‘Sell yourself for a slave-wage or starve.’
This is how the sweatshop debate is pitched to you—as an absurd false choice made to seem like common sense.
Econ models, ethics panels, and policy briefs all begin from this binary, as if nothing came before it. Centuries of enclosures, debt peonage, and bans on ‘self-sufficiency’ forcing people into wage hunger—this is all just background noise, never considered.
First come all the stock excuses that try to make the choice seem inevitable:
- ‘Better than begging’ (after we outlawed self-sufficiency/vagrancy).
- ‘Labor laws kill jobs’ (the jobs they threaten are those that survive by keeping you silent and disposable).
- ‘Low skills’ (told to the same people running dense, multi-crop polycultures that outyield most industrial farms).
- ‘Capital scarcity’ (capital isn’t scarce—it’s locked behind tariff/IP walls and export-credit pipelines open only to entrenched cartels).
- ‘Foreign investment is lifting them’ (money that buys legislators and decades-long tax abatements before it funds a single wage. Locals inherit nothing—factories arrive cushioned by subsidies/cash-incentives, drain profits through transfer-pricing/royalty fees, then bolt).
Development economists still bless these excuses.
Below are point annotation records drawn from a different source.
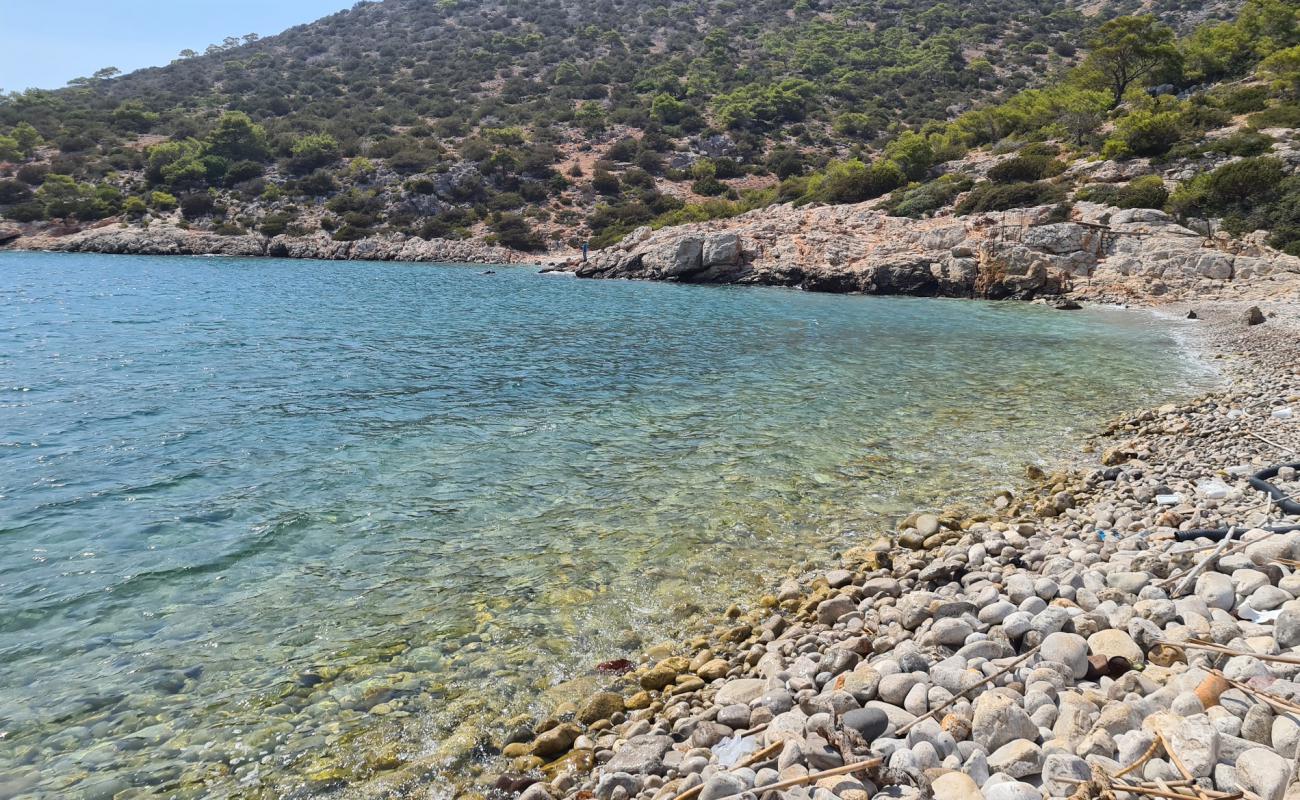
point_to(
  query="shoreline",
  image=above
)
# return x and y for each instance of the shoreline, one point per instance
(653, 747)
(1209, 351)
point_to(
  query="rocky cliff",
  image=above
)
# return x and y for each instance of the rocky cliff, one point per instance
(165, 240)
(1026, 254)
(1015, 254)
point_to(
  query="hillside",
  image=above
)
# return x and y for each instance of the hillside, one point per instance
(536, 125)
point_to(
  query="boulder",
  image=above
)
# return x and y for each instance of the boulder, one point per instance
(1264, 773)
(722, 250)
(1000, 720)
(641, 756)
(675, 259)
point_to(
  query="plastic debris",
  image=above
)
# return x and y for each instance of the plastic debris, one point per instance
(1249, 614)
(731, 751)
(1213, 489)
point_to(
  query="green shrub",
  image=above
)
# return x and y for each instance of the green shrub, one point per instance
(918, 200)
(1244, 99)
(853, 181)
(13, 193)
(1025, 168)
(1151, 134)
(1285, 115)
(1147, 191)
(514, 232)
(1004, 197)
(274, 224)
(1242, 143)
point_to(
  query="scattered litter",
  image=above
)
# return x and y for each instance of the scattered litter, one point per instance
(619, 666)
(1249, 614)
(1213, 489)
(731, 751)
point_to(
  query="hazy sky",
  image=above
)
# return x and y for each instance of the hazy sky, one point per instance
(46, 43)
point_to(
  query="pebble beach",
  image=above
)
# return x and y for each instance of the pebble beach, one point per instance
(1077, 639)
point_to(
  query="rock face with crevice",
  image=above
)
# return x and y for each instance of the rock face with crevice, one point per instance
(1014, 254)
(165, 240)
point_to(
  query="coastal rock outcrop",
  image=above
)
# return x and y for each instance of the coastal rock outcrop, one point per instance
(167, 240)
(1014, 653)
(1014, 254)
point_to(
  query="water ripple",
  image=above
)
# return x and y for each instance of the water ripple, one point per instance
(407, 481)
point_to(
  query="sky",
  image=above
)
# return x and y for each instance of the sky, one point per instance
(46, 43)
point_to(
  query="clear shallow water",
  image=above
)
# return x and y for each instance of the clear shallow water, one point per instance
(267, 524)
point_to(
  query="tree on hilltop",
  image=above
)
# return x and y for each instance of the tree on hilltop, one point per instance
(1129, 50)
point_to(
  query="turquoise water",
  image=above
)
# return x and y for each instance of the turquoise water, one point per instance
(273, 526)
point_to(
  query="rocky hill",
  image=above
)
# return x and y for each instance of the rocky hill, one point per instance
(538, 125)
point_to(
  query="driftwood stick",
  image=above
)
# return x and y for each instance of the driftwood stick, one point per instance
(971, 688)
(753, 759)
(1187, 580)
(813, 777)
(1135, 790)
(1283, 448)
(1142, 760)
(1274, 700)
(1182, 768)
(1195, 644)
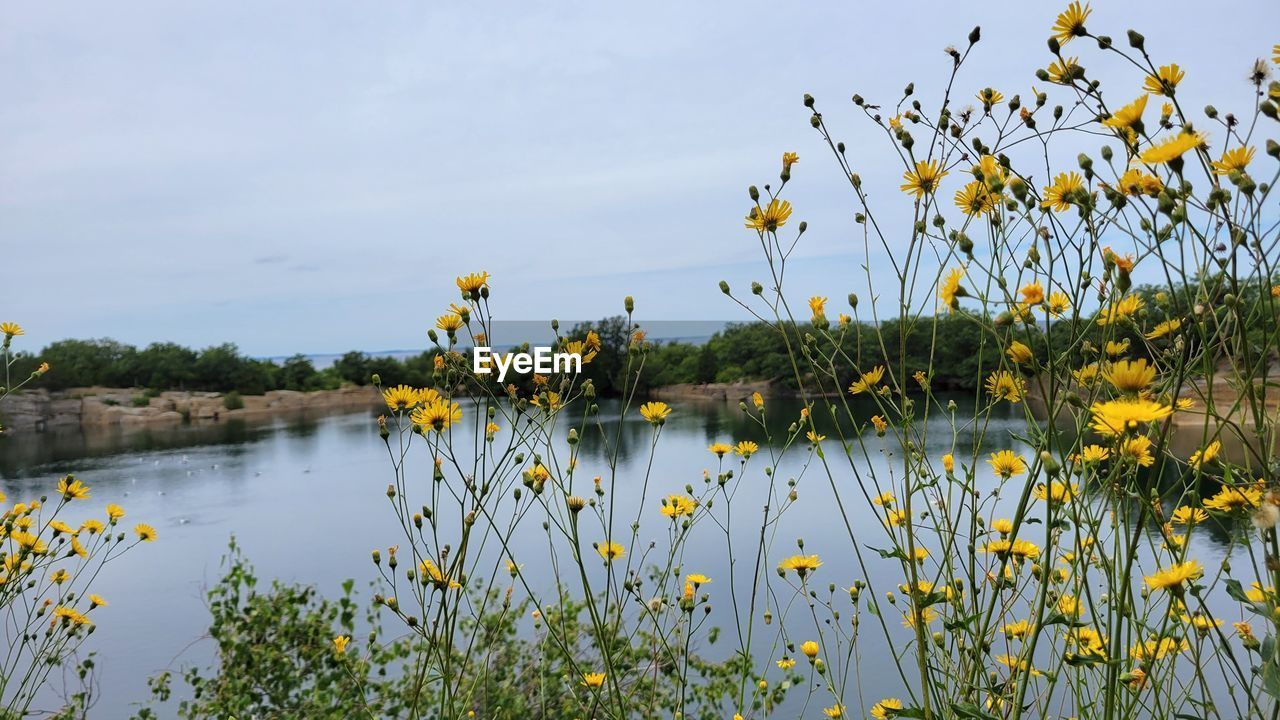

Arthur Lewis’ (Nobel-crowned) ‘dual-sector’ model literally casted rural labor as an ‘endless reserve army,’ good for nothing except sub-subsistence factory pay. Industrial profit, not pay, is meant to fund growth. A black, progressive, anti-colonial(!) economist branded slavery as a developmental virtue.
And then come all the ’empowerment’ and ‘ethical sourcing’ slogans that soothe consumer guilt at zero inconvenience. Corporate PR teams pipe in soft-focus videos of grateful slaves and boardrooms applaud their own pathetic ‘impact reports.’
Economists call this progress, the media calls it hope, and the worker is told to thank the boot pressing on her neck.
The question is never ‘Can Nike or Shein raise wages by just a little?’ This concedes that millions must either rent themselves out on any terms—or starve.
The prior question is—who built this fucking prison to begin with?
Why are wages everywhere driven to the bare subsistence margin? Why the fuck are these families all landless, and forced to keep begging? Because violent evictions for export plantations, crop-levy debts, and policy raids on unions stripped workers of every other way to eat.
This is why children in Dhaka queue for 12-hour shifts—the 1982 Land Acquisition Act expropriated their families’ land via cash-crop foreclosure and ‘river-erosion’ claims. Export-zone statutes then empowered police to jail the parents who organized or threatened an export license.
Vietnam’s IMF-era ‘relief’ demanded cuts to every extension service, seed bank and price-support that anchored rice farming since independence. The price of urea tripled in five years; procurement prices were floated; and rural credit for small farmers was choked off. Families that once comfortably subsisted on one or two bighas of paddy were now priced out of their land, food, and fuel. Climate change also eroded their only fallback—the creeping saltwater intrusion in the Ganges Delta pushed farmers off paddies and further inland, directly into factory queues.
By 1990 roughly two million peasants had been reduced to dire fucking wretchedness as either sharecroppers or migrants, precisely as the first export-processing zones at Savar & Chittagong emerged. Zoning authority then shifted to army officers who locked the zones into union-free enclaves for corporations.
This is the old, timeless colonial model—seize land, outlaw self-provision, and impose cash levies payable only by selling your skin at a slave-wage (the hut tax in Zambia, pass laws in South Africa, head taxes in Kenya). The lash of hunger marched every slave to the factory, mine, and plantation; and the colonizers called this ‘progress’ for the ‘idle peasants’ now ‘blessed’ with wages.
Fence off the commons, tax the little that people earn, and the choice narrows to starvation or servitude. It forces capital and labour to the cheapest surviving edge—and when that edge is exhausted, rent hunts the new extractive frontier in ‘design’ patents, retail trademarks, and import markups. This is the pivot from labor-intensive plantations to fast-fashion logos—it’s a different arena, but the same extractive leash.
We dispossess, displace, deregulate, and then they call the sweatshop a lifeline.
The margin of cultivation—where a family could once live by right of labor—is everywhere fenced, taxed in advance by speculative holding costs, or poisoned by prior extraction.
Reclaim the commons, and their dignity returns.
Give land back to those who till it, repudiate their debt, free unions—and no more slave bargains.
A real, locally managed commons—like the pre-NAFTA Mexican ejido—would ignite real growth as workers reinvest the land’s rent in seed banks, small-tool lending, and community funds.
Neighbors would meet as coequals, standing on ground everyone stewards and no one hoards.